The cult leader wasn't having any of it. “We follow the dictates of God, not alien heathens.”
“No, you make shit up and call it commandments.” She got right in his face. “I swear, if this happens again I'll ship your ass back to Earth and dump you in the worst place I can find. I'll empty Purity and scatter everyone in it all across the Hoop, arranging it so none of them ever find any of the others. Now get out of my way so I can talk to these kids’ families.”
The big preacher stared hard at her, lips white and muscles jumping in his jaw.
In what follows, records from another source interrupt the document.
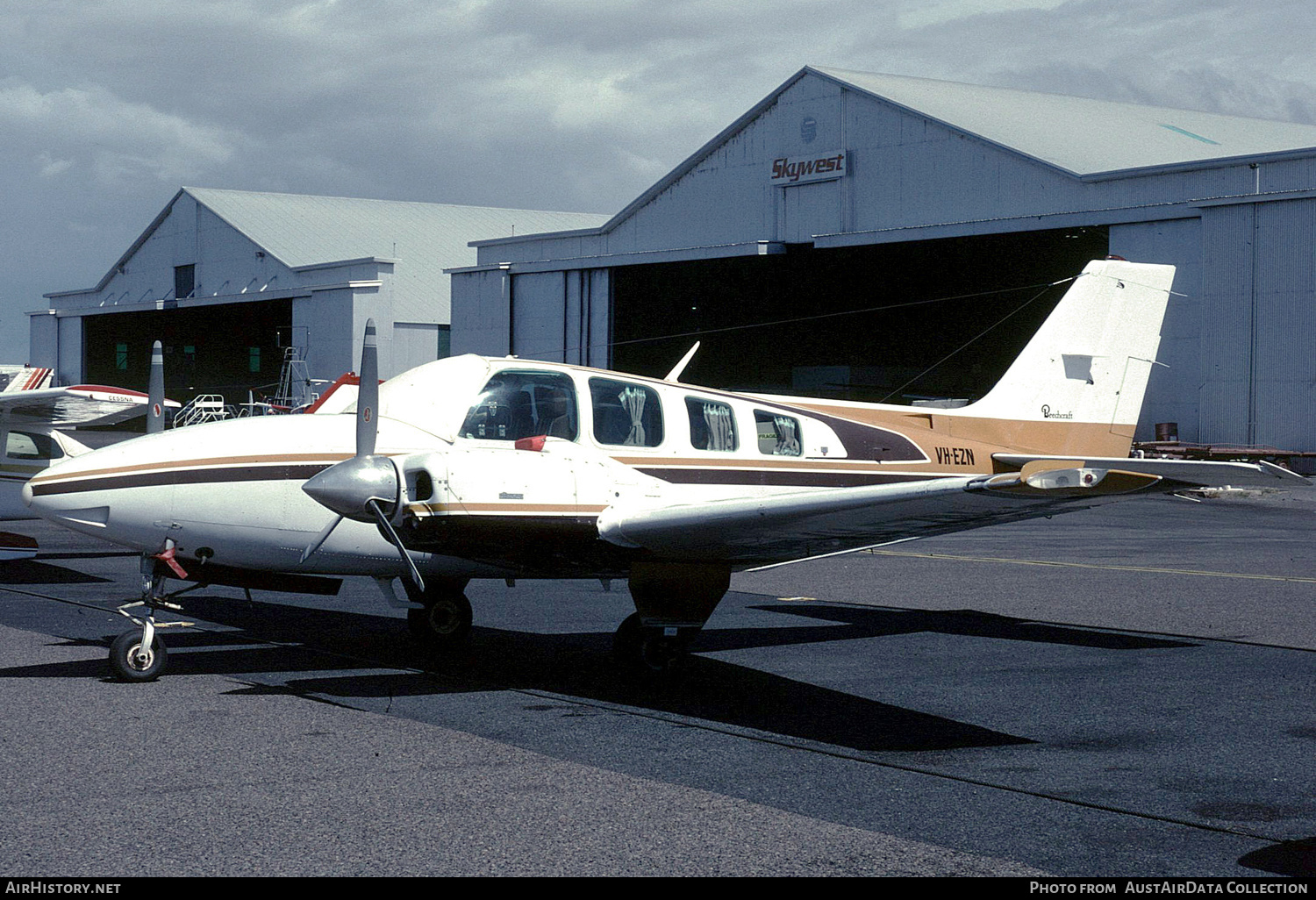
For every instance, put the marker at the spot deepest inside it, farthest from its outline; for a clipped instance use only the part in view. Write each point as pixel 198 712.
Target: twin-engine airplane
pixel 34 431
pixel 478 468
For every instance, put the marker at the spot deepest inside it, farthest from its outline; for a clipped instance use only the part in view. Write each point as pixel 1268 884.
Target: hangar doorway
pixel 223 349
pixel 786 323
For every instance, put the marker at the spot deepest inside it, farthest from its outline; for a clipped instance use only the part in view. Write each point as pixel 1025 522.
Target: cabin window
pixel 28 445
pixel 518 404
pixel 626 415
pixel 712 426
pixel 778 436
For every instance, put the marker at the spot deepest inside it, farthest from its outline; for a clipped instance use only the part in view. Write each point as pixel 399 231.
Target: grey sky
pixel 107 108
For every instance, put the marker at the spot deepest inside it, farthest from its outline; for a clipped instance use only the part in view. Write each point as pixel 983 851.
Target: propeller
pixel 363 489
pixel 155 392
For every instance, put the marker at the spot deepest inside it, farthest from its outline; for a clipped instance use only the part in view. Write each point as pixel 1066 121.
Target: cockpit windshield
pixel 524 403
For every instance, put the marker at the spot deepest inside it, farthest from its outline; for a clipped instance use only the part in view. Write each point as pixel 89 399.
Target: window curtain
pixel 721 429
pixel 633 402
pixel 787 445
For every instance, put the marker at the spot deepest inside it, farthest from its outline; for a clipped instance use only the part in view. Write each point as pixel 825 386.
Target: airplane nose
pixel 347 487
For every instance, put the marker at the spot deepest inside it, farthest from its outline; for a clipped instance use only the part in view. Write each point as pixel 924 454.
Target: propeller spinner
pixel 366 487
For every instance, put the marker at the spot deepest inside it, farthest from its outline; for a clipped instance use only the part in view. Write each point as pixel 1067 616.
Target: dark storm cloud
pixel 108 108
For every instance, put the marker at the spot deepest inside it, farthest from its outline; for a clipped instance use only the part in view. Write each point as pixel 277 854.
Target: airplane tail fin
pixel 1090 362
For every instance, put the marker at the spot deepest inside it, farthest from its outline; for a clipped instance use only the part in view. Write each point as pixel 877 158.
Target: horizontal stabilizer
pixel 1182 473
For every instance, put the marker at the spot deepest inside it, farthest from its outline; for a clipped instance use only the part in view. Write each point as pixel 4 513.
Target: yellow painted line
pixel 1113 568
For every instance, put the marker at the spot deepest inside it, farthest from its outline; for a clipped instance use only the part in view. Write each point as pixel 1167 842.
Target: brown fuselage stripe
pixel 782 479
pixel 803 463
pixel 182 476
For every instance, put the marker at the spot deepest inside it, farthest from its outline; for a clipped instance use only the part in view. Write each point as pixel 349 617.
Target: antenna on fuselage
pixel 674 375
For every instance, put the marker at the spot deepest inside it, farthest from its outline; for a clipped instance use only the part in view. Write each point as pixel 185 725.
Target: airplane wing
pixel 758 531
pixel 82 404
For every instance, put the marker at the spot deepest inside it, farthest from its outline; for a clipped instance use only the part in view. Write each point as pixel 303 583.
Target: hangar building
pixel 228 281
pixel 942 212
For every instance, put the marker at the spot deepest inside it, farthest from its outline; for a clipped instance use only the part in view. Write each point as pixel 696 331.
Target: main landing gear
pixel 673 602
pixel 445 618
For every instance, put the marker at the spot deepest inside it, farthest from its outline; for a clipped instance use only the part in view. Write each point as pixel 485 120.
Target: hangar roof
pixel 1084 137
pixel 303 231
pixel 1079 134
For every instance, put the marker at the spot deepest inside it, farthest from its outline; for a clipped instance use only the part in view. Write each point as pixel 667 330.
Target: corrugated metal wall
pixel 1284 361
pixel 1260 324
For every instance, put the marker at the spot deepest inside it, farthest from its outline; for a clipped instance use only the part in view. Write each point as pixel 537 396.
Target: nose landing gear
pixel 139 654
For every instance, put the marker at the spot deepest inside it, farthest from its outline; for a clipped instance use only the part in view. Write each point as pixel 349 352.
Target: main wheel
pixel 132 663
pixel 644 650
pixel 444 623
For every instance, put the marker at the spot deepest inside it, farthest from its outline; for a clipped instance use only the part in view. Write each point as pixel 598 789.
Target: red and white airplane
pixel 34 432
pixel 513 468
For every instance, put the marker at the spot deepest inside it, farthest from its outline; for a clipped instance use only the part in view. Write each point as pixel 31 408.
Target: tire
pixel 123 658
pixel 645 652
pixel 444 623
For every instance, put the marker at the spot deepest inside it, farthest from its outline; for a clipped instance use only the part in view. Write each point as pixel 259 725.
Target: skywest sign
pixel 818 168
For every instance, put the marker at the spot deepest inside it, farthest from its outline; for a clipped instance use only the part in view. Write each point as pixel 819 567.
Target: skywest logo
pixel 807 168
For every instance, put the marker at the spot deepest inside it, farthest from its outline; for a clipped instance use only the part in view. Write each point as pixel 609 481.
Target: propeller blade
pixel 368 399
pixel 320 539
pixel 418 582
pixel 155 392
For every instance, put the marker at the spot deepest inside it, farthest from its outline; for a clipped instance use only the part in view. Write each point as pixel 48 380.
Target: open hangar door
pixel 223 349
pixel 787 323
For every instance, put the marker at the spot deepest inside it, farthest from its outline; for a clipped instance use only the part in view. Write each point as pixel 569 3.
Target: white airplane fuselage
pixel 231 492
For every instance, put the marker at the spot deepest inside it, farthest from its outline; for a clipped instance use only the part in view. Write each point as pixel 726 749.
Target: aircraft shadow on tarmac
pixel 581 665
pixel 33 571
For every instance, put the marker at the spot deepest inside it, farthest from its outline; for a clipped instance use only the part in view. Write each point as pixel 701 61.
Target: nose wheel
pixel 133 660
pixel 139 654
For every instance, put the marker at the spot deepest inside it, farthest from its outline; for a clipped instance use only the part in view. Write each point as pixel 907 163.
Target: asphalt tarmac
pixel 1118 692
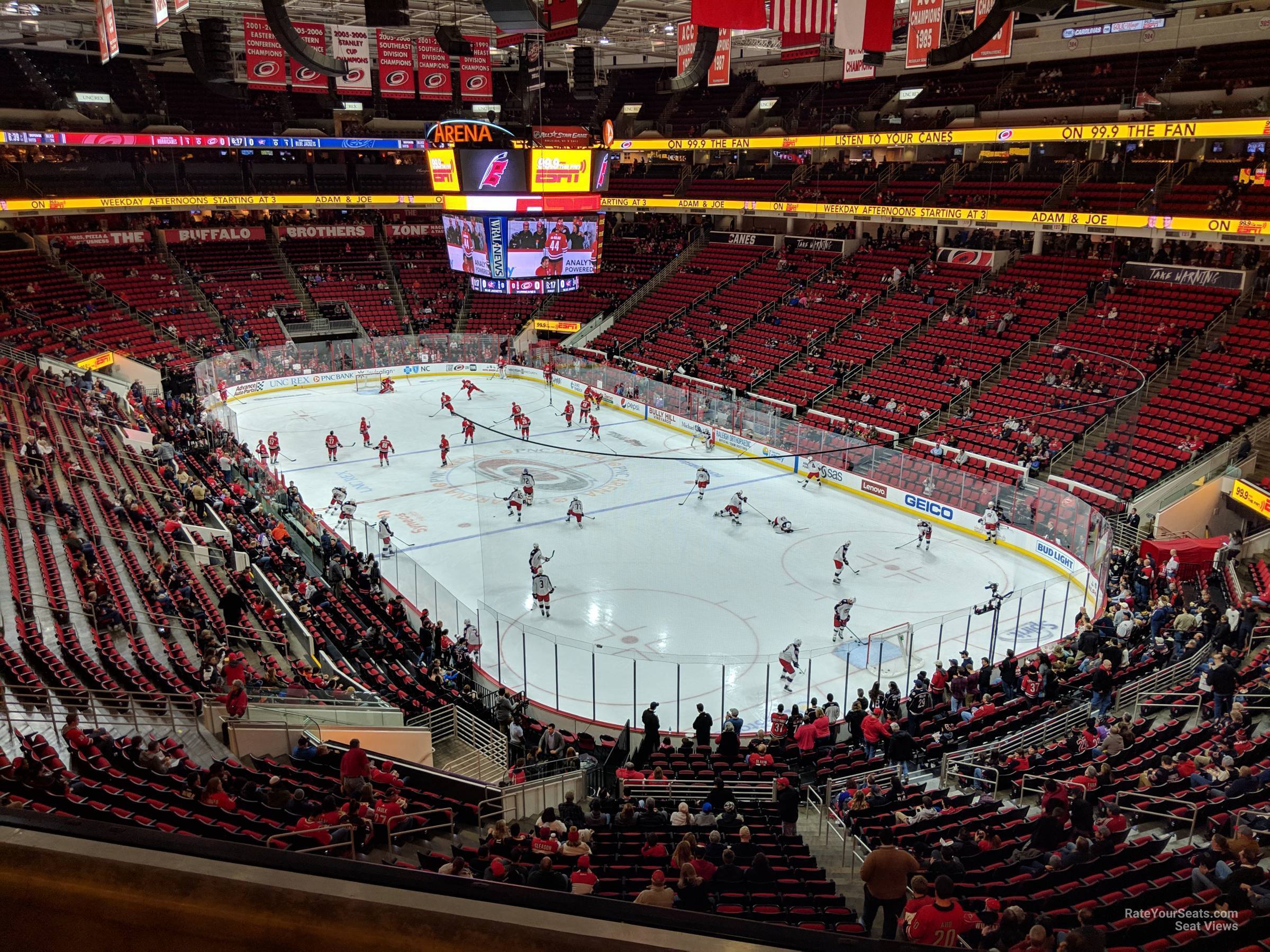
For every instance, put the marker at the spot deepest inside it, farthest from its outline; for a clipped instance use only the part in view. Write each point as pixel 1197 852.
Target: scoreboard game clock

Trub was a foot shorter and weighed half as much but radiated such furious energy and coiled menace that he had no choice but to back down. He turned abruptly and stalked back toward the village.
I let out the breath I hadn't realized I'd been holding.
Trub's face softened, but only slightly as she turned her attention to the two women and one man who had accompanied their leader. They shrank back, tense and frightened as arrestees before a hanging judge.
“I know it wasn't you who sold these poor kids to Poppa Poppy.” She pointed at one woman. “You, Sandy, it was your husband Clay, and I know Purity rules say you can't have any say in what he does. You two are their aunt and uncle, tried to stop him, but failed. I'm releasing them back to you. But I warn you, unless Clay quits huffing what Poppa Poppy is selling because he can't cope with the way that charlatan runs things, he's going to do that or something even worse again.”
“I'm so sorry,” the kids’ mother said in a small voice. She could not look directly at Trub, but peered fearfully out from under hanging bangs. Her face wore a look I had seen before, seen too much when I did some posto for a women's shelter.
“Then do something about it!” Trub's voice was harsh enough to make them flinch. “Grab these kids and take a mystery door somewhere else. Get away from this cheapjack pulpit-thumper while you still have some self-respect left. He's no holier than you or me; he's a sadistic control-freak and a bully. If you want to let him ruin your lives, I can't stop you. But there isn't the slightest goddamn thing righteous about putting children in danger.”